For the plan, additional funding related columns have been added to tables 2, 4, 5a, 5b, and 6. Tables 2 and 6 in the combined application are split into separate tables for states to enter separate records for their MHBG and SABG rewards . The previous table 5b (Prevention by IOM Level) was removed from the report and absorbed into table 5a. Consequently, table 5c has been relabeled as the new table 5b. Instructions are updated for planning steps 1 and 2 to include language regarding diversity and inclusion. Environmental factors question 1 has been adjusted extensively in both narrative and questions to reflect new requirements regarding access to care and care integration. Environmental factors 4 and 15 are updated to reflect new questions and narrative about Early Serious Mental Illness (ESMI) and Crisis Services respectively. Environmental factor 8 has been updated in each section to address questions regarding cultural competency and sustainability for each step of the Strategic Planning Framework (SPF) process.


In the SABG report, Table 2 has been split into two tables including a new table (Table 2b) that requires states to account for their COVID-19 supplemental funding dollars by activity. Table 3a has been updated to account for supplemental funding in states that have authorized syringe service programs. Table 5b (Prevention by IOM Level) is eliminated completely and content integrated into Table 5a. As a result, Table 5c has been reworked and renamed Table 5b. Table 10 now includes columns for COVID-19 and ARP client numbers served as well as the mean, median and standard deviation for the cost of services. Table 11 has been split into 3 tables; one to account for clients served under regular block grant funding, one for clients served under COVID-19 supplemental funding, and one to account for sexual orientation and gender identity of program participants to capture diversity in provision of services. For the MHBG report, two new tables have been added (Table 2c- Crisis Service Set-Aside Expenditures and Table19b- Client Service Numbers for Severe Mental Illness/Severe Emotional Disturbance (SMI/SED) and Tables 2a and 4 are updated with additional columns to capture supplemental funding requirements.


Other than the above changes and minor edits, the application and report are consistent with the FFY 2020-21 application, plan, and report and responsive to questions received in the last application cycle, with clarifications of instructions where necessary.



3. Use of Information Technology


The FY 2022-2023 Block Grant application instructions and guidance will be available to all states through the SAMHSA website at www.samhsa.gov/grants/blockgrant. The FY 2022-2023 guidance instructs that states submit applications using the web-based application process, called Web Block Grant Application System (BGAS). BGAS utilizes Microsoft Active Server Pages (ASP), JavaScript, Hypertext Markup Language (HTML), Adobe Acrobat, and Oracle Database technologies.

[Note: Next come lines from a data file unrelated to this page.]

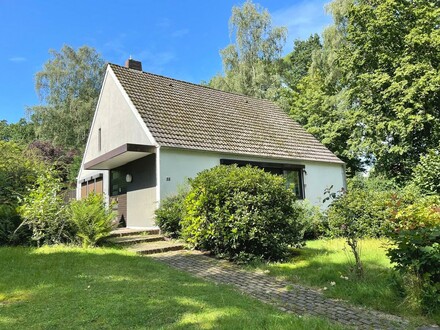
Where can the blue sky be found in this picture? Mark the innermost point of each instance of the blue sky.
(176, 38)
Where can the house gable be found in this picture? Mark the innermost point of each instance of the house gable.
(116, 122)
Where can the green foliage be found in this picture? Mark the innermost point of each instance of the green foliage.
(170, 214)
(9, 222)
(69, 86)
(297, 63)
(391, 52)
(113, 289)
(22, 132)
(19, 169)
(92, 219)
(315, 221)
(251, 65)
(427, 173)
(241, 214)
(43, 211)
(416, 249)
(363, 210)
(372, 92)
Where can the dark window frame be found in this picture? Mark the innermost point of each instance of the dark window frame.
(273, 166)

Use of BGAS significantly reduces the paperwork burden for submission, revision, and reporting purposes. BGAS can transfer standard information from previous year’s plans, thus pre-populating performance indicator tables, planning council membership, and maintenance of effort (MOE) figures. In addition to transferring both narrative information and data, states can upload specific information necessary to complete their plans.

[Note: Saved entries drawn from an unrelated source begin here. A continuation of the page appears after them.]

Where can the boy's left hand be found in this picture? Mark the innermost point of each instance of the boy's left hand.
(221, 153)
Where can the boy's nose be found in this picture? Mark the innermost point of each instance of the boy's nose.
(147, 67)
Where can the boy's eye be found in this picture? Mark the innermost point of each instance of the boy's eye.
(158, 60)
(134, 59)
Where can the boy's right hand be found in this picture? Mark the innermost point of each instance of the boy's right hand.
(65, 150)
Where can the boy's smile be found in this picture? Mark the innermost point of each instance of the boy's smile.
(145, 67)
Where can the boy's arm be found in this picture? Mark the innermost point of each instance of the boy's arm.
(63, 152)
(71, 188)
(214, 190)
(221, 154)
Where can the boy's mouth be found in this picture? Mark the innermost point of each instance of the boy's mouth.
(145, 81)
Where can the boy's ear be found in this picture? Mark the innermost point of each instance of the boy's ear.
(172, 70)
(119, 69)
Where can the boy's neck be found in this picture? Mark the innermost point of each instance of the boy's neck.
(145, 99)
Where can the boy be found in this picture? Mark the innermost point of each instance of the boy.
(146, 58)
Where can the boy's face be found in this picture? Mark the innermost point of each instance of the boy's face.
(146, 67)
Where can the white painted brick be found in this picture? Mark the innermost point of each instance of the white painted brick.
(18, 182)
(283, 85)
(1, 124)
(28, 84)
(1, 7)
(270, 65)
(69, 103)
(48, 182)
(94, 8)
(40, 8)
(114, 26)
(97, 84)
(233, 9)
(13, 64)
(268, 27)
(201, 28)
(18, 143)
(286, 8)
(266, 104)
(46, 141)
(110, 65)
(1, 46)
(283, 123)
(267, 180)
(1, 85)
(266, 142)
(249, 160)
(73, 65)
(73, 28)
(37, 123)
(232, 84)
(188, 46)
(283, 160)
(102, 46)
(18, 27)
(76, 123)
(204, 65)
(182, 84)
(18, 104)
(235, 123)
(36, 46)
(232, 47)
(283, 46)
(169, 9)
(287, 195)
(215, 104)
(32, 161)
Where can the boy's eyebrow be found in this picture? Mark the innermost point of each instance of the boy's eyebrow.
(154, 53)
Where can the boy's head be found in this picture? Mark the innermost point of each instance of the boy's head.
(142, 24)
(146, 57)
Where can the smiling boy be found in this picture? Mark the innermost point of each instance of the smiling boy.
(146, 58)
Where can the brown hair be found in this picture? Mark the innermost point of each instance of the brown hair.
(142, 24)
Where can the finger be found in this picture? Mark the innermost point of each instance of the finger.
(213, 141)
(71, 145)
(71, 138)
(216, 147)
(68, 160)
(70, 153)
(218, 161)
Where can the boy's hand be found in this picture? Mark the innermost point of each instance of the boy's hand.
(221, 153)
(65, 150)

  1. Efforts to Identify Duplication


The behavioral health assessment and plan section of the application is proposed as primary objective and quantitative responses to a series of specific questions. These questions allow states to describe their systems of care, planned expenditures, services provided, and progress toward meeting the state’s community-based mental and substance use disorder service goals in ways that are easily analyzable. The MHBG and SABG report sections include mental health reporting on the Uniform Reporting System (URS) Tables, and substance misuse prevention and substance use disorder treatment reporting through SAMHSA’s Center for Behavioral Health Statistics and Quality (CBHSQ) National Household Survey on Drug Use and Health (NSDUH) and the Behavioral Health Services Information System Treatment Episode Data Set/Mental Health Client Level Data Systems (TEDS, MH-TEDS, and MH-CLD), respectively. URS, NSDUH and TEDS are the only routine or uniform data collection initiatives of the type requested to provide a national picture of the states’ public mental and substance use disorder systems.

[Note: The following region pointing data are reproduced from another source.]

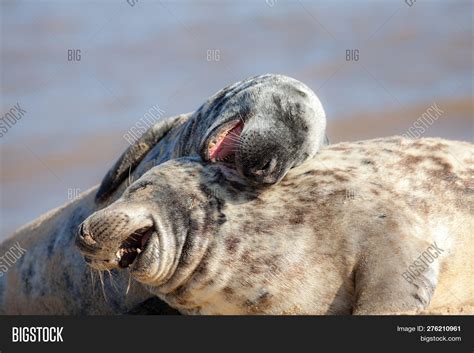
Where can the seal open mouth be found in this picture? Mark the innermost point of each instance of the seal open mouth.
(133, 246)
(223, 146)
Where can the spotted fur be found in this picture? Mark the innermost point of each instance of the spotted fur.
(284, 124)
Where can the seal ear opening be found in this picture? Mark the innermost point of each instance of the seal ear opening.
(133, 155)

5. Involvement of Small Entities


There is no small business involvement in this effort. The applications are prepared and

submitted by states.


6. Consequences if Information is Collected Less Frequently


The authorizing legislation requires that states apply annually for SABG and MHBG funds and report annually on their accomplishments and the purposes for which such funds were expended. Less frequent reporting would not comply with legislative requirements and would make it impossible for SAMHSA to award MHBG funds or monitor the states’ use of their grants. In addition, federal reporting requirements for reports to Congress, as well as intervening requirements for legislative testimony before Congress on specific mental health issues, require the availability of up-to-date information and data analyses.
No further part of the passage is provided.